Personally owned Software may be installed on University Information Technology Resources if the individual owner maintains a valid copy of the license with the device (i.e., a valid copy of the license must be kept with the computer). If an individual cannot produce a valid license upon request, the Software must be removed.
Software may not be installed on any University server without a valid license that allows for server installation and shared use of the Software.
Software licensed by the University may not be installed on any device other than the device specified on the license.
The Office of Purchasing and Risk Management must provide advance review and approval of contracts, purchase agreements and licenses for the acquisition of Software that either (1) costs $2,500 or more, (2) requires a site license or site license agreement, or (3) handles Confidential Data, as defined in University Policy #860 Information Security. A University employee may acquire Software without the involvement of the Office of Purchasing and Risk Management, if the Software costs $2,500 or less, does not require a site license, and does not handle Confidential Data. However, the University employee purchasing such Software shall be individually responsible for understanding and complying with the terms of any applicable Software license or other agreement, regardless of whether the license or agreement appears in paper, electronic, click-wrap, shrink-wrap, or any other form.
3. SOFTWARE MANAGEMENT
Software is intended for the use specifically authorized in the applicable Software license agreements and remains the intellectual property of the owner and is protected by copyright or patent.

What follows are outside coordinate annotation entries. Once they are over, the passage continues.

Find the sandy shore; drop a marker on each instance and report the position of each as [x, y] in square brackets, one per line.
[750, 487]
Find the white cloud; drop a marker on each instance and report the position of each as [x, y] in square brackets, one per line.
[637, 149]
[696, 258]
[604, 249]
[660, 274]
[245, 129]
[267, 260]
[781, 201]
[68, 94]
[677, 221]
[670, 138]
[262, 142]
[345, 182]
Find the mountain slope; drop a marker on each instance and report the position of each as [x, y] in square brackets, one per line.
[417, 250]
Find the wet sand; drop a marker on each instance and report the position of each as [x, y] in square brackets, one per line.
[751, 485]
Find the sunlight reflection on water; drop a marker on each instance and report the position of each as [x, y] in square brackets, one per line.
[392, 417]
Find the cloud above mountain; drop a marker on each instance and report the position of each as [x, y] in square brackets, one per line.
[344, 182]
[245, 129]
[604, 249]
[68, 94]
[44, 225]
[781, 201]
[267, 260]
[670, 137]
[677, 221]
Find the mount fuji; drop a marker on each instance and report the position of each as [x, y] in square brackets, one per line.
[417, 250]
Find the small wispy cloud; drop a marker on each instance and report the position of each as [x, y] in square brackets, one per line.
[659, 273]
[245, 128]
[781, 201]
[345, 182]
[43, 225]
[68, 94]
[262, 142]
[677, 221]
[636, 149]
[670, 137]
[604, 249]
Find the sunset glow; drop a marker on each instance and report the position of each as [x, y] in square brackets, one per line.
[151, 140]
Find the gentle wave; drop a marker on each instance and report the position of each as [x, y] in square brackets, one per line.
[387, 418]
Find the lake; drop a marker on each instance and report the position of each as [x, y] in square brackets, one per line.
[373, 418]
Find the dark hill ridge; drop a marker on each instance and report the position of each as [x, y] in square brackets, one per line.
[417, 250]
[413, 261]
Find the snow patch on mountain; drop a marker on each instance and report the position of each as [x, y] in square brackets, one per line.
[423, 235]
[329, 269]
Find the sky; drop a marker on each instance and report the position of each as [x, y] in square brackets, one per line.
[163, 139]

Each Software license will have documented rules for appropriate installation and use, and metrics for payment for such use. Metrics may include seat count, named user list, installation count, processor count, University enrollment data, fixed monthly fee, site license or a variety of other metrics depending on the Software, the category of Software and the vendor. The University department or unit acquiring Software is responsible for verifying appropriate installation and use of the Software and for maintaining documented records in support of the required metrics.
4. OPERATIONS
Software installations cannot impair the operation of University network and servers. Software installations may also have risks for desktops, causing slow or unreliable performance. If found to be in conflict with University educational, business, network or server operations, Software will be removed, or the hardware running the Software will be disconnected from or otherwise blocked from network connectivity, in compliance with policies #850 Network Policy and #890 Use of Information Technology Resources.
5. RESPONSIBILITY
The responsibility for complying with this policy rests with each employee. Employees shall report any violations to their unit supervisors. Unit supervisors shall report violators for appropriate investigation and discipline. The individual with signing authority for purchase of Software, or that individual’s designee, is responsible for understanding the license installation, license use metrics, vendor management, and the ongoing verification of license compliance. Violations will be sanctioned according to University policy, including without limitation, #890 Use of University Information Technology Resources.
RELATED POLICIES
The use of Software generally requires strong systems administration, and systems must be administered in compliance with University policy #880 System Administration Responsibilities. Data used in conjunction with Software must be controlled and managed in compliance with University policy #860 Information Security. Installation of Software to be used on the University network must be compliant with policy #850 Network Policy. Software used on University Information Technology Resources must comply with policy #890 Use of Information Technology Resources.